Jim Thistle, Director of Broadcast Journalism, Dies at 66
Boston journalism legend remembered as great teacher and mentor for nearly three decades
Jim Thistle, director of the College of Communication’s broadcast journalism program and a professor of journalism, died Tuesday, July 29, at Beth Israel Hospital, after a yearlong battle with throat cancer. He was 66 years old.
Remembered as a Boston journalism legend and a television news pioneer, Thistle (COM’64) served as news director for all three of Boston’s major network affiliates: WBZ-TV (Channel 4), WCVB-TV (Channel 5), and WHDH-TV (Channel 7). He began his career at WBZ, moved to WCVB for eight years, and spent three years at WHDH before joining the faculty of Boston University’s College of Communication in 1980, where in addition to directing the broadcast journalism program, he also had been chair of the journalism department. Thistle was a lifelong resident of Everett, Mass.
“Jim represented all that was good in journalism education and the news industry,” says Tom Fiedler (COM’71), dean of the College of Communication. “He was a great teacher and mentor to his students during his nearly three decades as a professor teaching broadcast journalism and ultimately as the chair of that program. Boston University’s College of Communication is saddened by his passing.”
Fiedler says Thistle was “always available at any time to advise students and graduates, guiding them as they progressed in their careers. Even as he struggled with his illness, he continued to be a mentor, answering e-mails and making phone calls. He will be greatly missed by his students, colleagues, and the many alumni inspired by his love of teaching and the craft of journalism.”
Tobe Berkovitz, associate dean and an associate professor of journalism, describes Thistle as the most respected man in Boston broadcast journalism and one of the finest teachers at BU and at COM. “He was a teacher and mentor to a generation of BU students and journalists,” says Berkovitz. “He had great values and believed in the traditions that are the foundations for good journalism.”
Known as a staunch believer in hands-on learning, Thistle always made it a point to get his students out of the classroom and into the action, says Susan Walker, an associate professor of journalism at COM, who also worked with Thistle at WCVB and WHDH. “Each presidential-election year, he would take busloads of BU students up to New Hampshire to cover the primaries, just as an exercise,” she recalls.
“He was the best boss anyone could ever work for,” Walker continues. “I don’t think it’s any exaggeration to say that most broadcast journalists in Boston owe their careers to him, in one way or another. He was responsible for teaching and maintaining the highest of standards in training tomorrow’s broadcast journalists.”
“He always strived to do the best for the news and for the people who worked for him,” says Sasha Norkin, a COM associate professor of journalism, who previously worked with Thistle at WHDH. “Despite the pressures of business, he held to the highest ideals and covered the news in the best way possible.
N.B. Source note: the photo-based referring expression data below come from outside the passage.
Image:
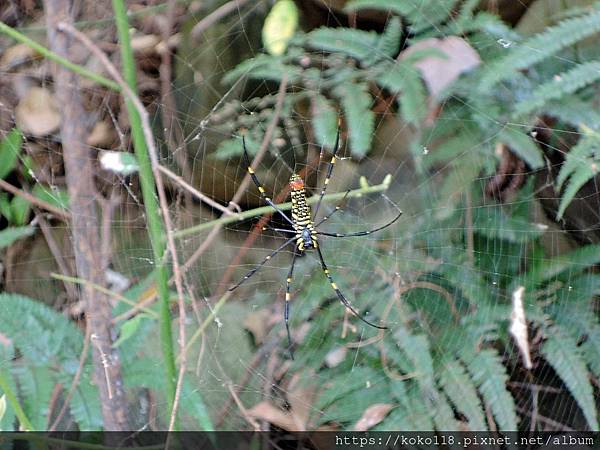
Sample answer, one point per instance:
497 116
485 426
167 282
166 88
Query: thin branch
153 153
195 192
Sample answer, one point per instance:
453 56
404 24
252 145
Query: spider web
243 348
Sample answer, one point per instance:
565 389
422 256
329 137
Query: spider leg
259 186
341 296
338 207
336 147
364 233
262 263
288 297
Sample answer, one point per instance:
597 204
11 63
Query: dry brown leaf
37 113
257 323
102 135
144 43
373 415
438 73
16 55
267 411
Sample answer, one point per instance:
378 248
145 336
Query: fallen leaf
37 113
439 73
336 356
102 135
373 415
267 411
257 323
15 56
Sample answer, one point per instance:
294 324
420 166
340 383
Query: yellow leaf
280 26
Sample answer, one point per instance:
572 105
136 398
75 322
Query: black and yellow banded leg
261 189
288 297
341 296
336 147
262 263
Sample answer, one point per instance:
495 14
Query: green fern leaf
358 44
263 67
389 41
523 146
541 46
36 386
459 387
325 121
490 377
574 262
577 157
562 85
85 404
356 103
413 101
591 349
563 354
10 148
576 182
12 234
400 7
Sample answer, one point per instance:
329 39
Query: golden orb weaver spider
305 233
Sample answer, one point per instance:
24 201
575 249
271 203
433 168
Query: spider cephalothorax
305 232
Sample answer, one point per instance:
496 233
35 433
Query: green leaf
578 157
563 354
541 46
5 208
19 208
523 146
576 181
12 234
561 85
358 44
459 387
490 377
325 121
262 67
129 328
356 103
10 148
280 25
413 101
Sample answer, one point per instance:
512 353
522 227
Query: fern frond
560 86
413 101
389 41
265 67
523 146
574 262
490 377
494 223
542 46
563 354
576 181
356 103
325 117
36 385
577 157
459 387
358 44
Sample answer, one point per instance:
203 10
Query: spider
305 233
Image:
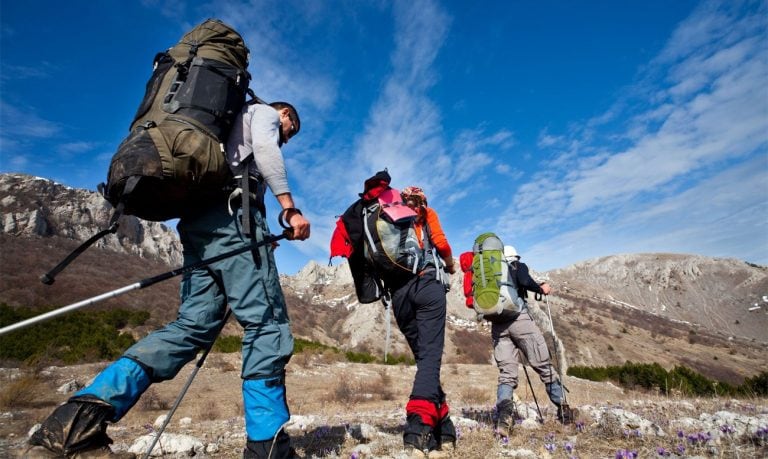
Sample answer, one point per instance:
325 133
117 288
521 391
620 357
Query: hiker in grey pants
522 335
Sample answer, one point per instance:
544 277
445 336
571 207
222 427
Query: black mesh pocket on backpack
212 95
163 63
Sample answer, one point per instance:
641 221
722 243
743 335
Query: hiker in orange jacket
427 218
419 304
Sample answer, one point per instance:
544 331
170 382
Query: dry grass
152 401
22 392
342 397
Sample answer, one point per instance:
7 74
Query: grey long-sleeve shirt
256 131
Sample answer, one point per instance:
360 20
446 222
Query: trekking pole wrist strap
283 217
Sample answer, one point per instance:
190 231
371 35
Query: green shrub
654 376
72 338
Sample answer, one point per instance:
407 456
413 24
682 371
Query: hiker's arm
525 280
298 223
265 135
439 240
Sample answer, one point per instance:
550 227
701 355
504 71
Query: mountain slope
666 308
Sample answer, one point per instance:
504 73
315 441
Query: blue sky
574 130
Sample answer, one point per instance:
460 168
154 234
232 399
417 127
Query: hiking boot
506 417
280 448
566 415
40 452
418 437
78 425
445 435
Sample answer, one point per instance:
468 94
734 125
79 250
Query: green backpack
493 288
173 159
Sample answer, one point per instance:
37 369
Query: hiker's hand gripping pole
144 283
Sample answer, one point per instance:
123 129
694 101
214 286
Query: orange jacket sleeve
438 238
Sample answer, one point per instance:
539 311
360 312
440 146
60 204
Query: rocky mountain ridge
705 313
34 206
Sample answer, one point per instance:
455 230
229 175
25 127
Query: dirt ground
334 395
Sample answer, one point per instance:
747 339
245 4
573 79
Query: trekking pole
541 417
143 283
557 355
186 386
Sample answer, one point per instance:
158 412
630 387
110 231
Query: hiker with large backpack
398 253
246 284
499 293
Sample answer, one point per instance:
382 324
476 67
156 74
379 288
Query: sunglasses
293 130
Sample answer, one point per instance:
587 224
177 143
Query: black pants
419 307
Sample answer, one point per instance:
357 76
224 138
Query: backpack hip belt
253 187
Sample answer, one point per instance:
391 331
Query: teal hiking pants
252 292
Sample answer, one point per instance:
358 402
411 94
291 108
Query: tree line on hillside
680 380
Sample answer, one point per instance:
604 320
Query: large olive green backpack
494 290
173 158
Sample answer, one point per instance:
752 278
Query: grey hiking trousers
512 338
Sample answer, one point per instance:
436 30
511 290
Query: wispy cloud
694 109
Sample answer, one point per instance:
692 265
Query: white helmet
510 254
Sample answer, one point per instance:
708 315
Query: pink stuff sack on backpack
392 204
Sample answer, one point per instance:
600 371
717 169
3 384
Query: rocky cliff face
704 313
721 294
33 206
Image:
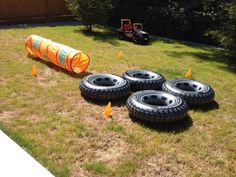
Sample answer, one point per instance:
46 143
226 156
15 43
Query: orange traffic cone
34 71
120 54
189 73
108 112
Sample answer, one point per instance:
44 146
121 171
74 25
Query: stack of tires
154 99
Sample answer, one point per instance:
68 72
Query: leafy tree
90 12
225 34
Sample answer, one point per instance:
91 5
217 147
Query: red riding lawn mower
134 32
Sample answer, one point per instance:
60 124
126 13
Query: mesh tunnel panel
61 55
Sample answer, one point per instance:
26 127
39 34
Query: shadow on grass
119 102
101 34
211 55
174 127
59 69
208 107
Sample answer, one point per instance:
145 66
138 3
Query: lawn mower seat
126 27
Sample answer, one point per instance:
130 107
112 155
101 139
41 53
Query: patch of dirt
160 165
82 173
111 149
6 115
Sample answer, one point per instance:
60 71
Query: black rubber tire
156 106
193 92
104 87
144 80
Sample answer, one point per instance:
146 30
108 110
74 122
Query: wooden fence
29 11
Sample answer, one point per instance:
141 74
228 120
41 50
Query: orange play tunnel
61 55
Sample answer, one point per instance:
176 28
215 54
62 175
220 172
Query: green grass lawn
68 135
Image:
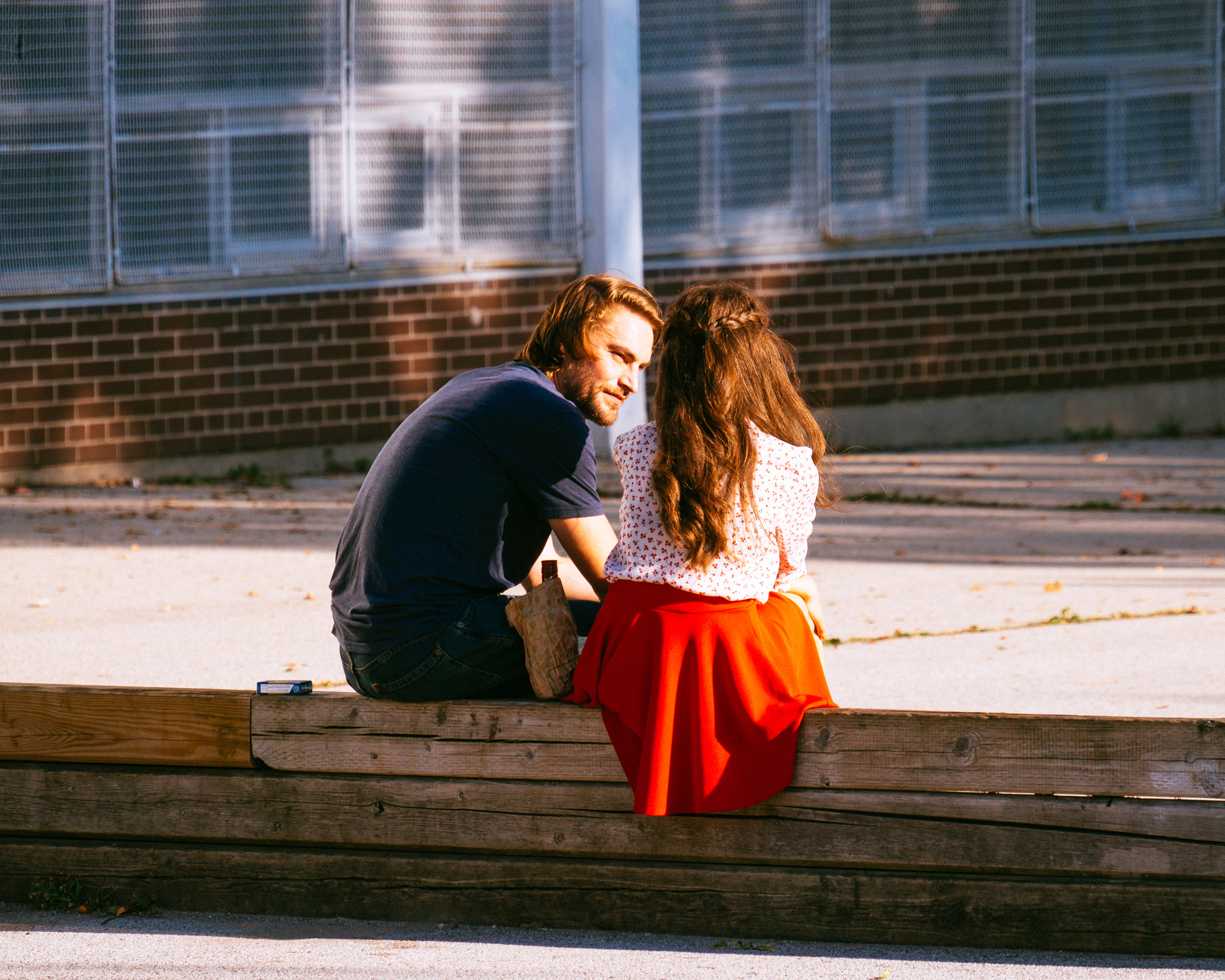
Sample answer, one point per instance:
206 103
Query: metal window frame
438 109
906 212
1125 81
98 273
294 111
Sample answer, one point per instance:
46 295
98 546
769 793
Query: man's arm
806 588
587 542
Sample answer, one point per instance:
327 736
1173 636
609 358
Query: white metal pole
611 162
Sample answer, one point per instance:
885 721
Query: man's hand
587 542
806 589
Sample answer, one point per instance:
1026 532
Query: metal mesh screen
53 150
464 130
925 112
1126 112
230 138
729 121
769 119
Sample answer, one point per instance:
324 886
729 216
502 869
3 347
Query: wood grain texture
983 911
142 726
837 749
901 832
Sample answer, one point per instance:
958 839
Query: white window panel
1126 112
54 196
464 132
230 136
925 118
729 123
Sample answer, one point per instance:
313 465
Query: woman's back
767 543
702 666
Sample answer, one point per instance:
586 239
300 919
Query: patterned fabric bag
550 640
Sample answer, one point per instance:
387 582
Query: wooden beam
758 902
1012 754
838 749
861 830
142 726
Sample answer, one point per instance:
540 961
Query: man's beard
595 406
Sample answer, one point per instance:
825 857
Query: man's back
457 504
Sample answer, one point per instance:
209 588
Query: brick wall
107 382
882 330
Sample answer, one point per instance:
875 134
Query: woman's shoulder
772 448
641 437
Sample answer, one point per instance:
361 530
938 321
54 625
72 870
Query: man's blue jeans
478 656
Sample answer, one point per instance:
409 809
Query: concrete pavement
173 946
221 587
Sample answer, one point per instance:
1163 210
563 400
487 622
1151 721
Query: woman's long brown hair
721 368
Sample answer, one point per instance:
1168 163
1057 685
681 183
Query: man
458 505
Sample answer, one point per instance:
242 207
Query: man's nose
629 380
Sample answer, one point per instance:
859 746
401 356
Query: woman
701 663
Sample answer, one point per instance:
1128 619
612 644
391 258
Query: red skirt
702 696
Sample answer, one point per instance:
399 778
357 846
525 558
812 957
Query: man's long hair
578 311
721 368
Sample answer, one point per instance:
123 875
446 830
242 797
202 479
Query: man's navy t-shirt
457 505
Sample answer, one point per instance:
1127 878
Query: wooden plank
1068 914
838 749
1012 754
141 726
339 733
595 820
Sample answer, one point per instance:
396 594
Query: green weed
68 893
333 467
252 476
1170 429
1090 435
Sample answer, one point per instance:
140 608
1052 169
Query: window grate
53 147
465 130
230 134
769 121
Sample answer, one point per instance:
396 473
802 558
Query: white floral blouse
763 554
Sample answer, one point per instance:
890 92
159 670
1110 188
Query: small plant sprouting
1170 429
254 476
1090 435
331 466
68 893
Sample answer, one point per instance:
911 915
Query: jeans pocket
439 678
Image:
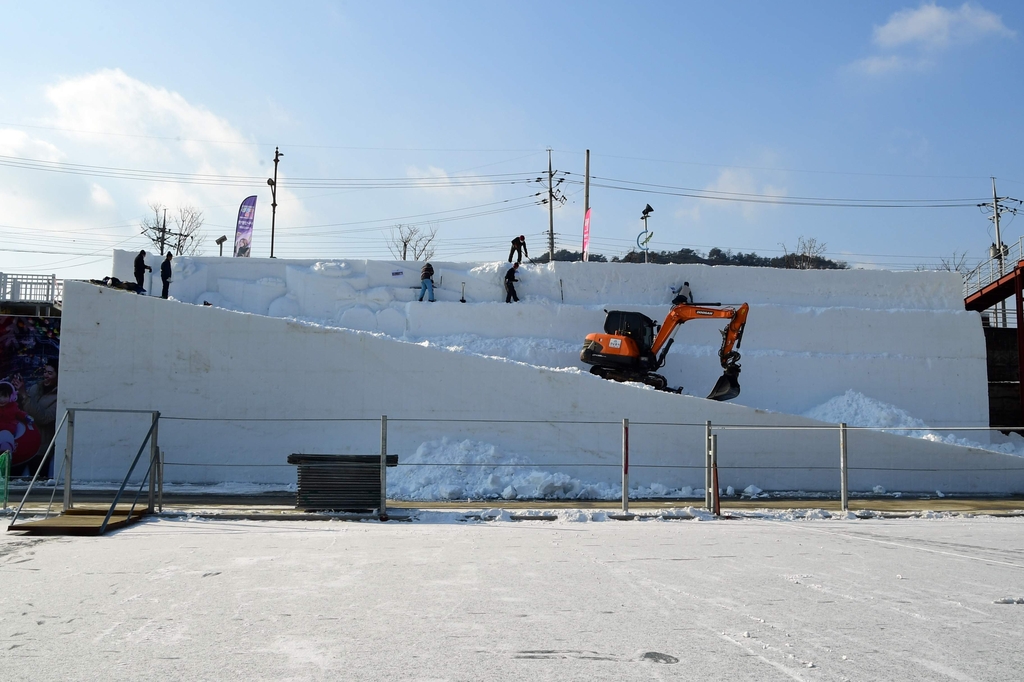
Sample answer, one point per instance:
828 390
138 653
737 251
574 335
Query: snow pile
857 410
901 337
449 469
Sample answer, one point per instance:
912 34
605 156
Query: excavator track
651 379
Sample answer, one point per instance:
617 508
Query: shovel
727 386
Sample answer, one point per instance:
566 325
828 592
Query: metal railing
989 270
31 288
810 458
153 475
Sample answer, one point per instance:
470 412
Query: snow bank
499 389
901 337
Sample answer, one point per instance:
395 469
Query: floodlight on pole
273 196
646 235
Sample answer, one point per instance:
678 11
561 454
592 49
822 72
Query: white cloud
911 38
935 28
108 118
444 185
18 143
742 181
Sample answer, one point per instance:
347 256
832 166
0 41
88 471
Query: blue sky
453 107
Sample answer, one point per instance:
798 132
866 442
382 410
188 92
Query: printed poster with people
30 349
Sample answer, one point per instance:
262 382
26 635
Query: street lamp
643 245
273 196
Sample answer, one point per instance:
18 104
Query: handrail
994 267
117 498
39 469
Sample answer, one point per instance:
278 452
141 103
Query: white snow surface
857 410
815 598
903 338
304 356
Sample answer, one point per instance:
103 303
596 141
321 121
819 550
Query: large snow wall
900 338
238 392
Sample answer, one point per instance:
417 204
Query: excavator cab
636 326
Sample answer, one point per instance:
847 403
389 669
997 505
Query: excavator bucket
726 388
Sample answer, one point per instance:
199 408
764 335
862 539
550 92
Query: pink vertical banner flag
586 236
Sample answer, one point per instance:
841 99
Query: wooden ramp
84 520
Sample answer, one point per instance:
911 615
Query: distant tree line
807 256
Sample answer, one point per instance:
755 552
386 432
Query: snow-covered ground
491 400
825 599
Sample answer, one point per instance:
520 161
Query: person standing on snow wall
510 285
427 282
683 294
165 273
140 268
518 249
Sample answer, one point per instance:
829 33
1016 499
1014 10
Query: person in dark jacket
518 249
140 268
165 273
510 285
427 282
683 294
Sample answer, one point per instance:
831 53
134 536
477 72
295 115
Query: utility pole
551 212
273 196
586 207
996 250
163 233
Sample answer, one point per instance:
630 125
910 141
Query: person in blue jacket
427 282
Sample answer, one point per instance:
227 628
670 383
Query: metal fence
816 451
31 288
989 270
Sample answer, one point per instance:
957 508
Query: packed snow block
236 392
334 268
286 306
499 320
376 297
358 318
318 294
391 322
395 273
613 284
249 296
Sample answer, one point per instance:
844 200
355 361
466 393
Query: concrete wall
239 392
He stood for what was right, no matter what.”
The Thistle family requests that donations be made to the Jacobson-Thistle Scholarship Fund, which was created to honor Thistle and his longtime colleague at WCVB-TV, Natalie Jacobson. The fund annually provides two awards to COM students majoring in broadcast journalism. Donations can be mailed to the Jacobson-Thistle Scholarship Fund, Boston University College of Communication, 640 Commonwealth Ave., Boston, MA 02215.
A wake has been scheduled for Thursday at the Ernest P. Caggiano & Son Funeral Home, 147 Winthrop St., Winthrop, Mass. A funeral will be held Friday at 11 a.m. at the Immaculate Conception Church, 489 Broadway, Everett.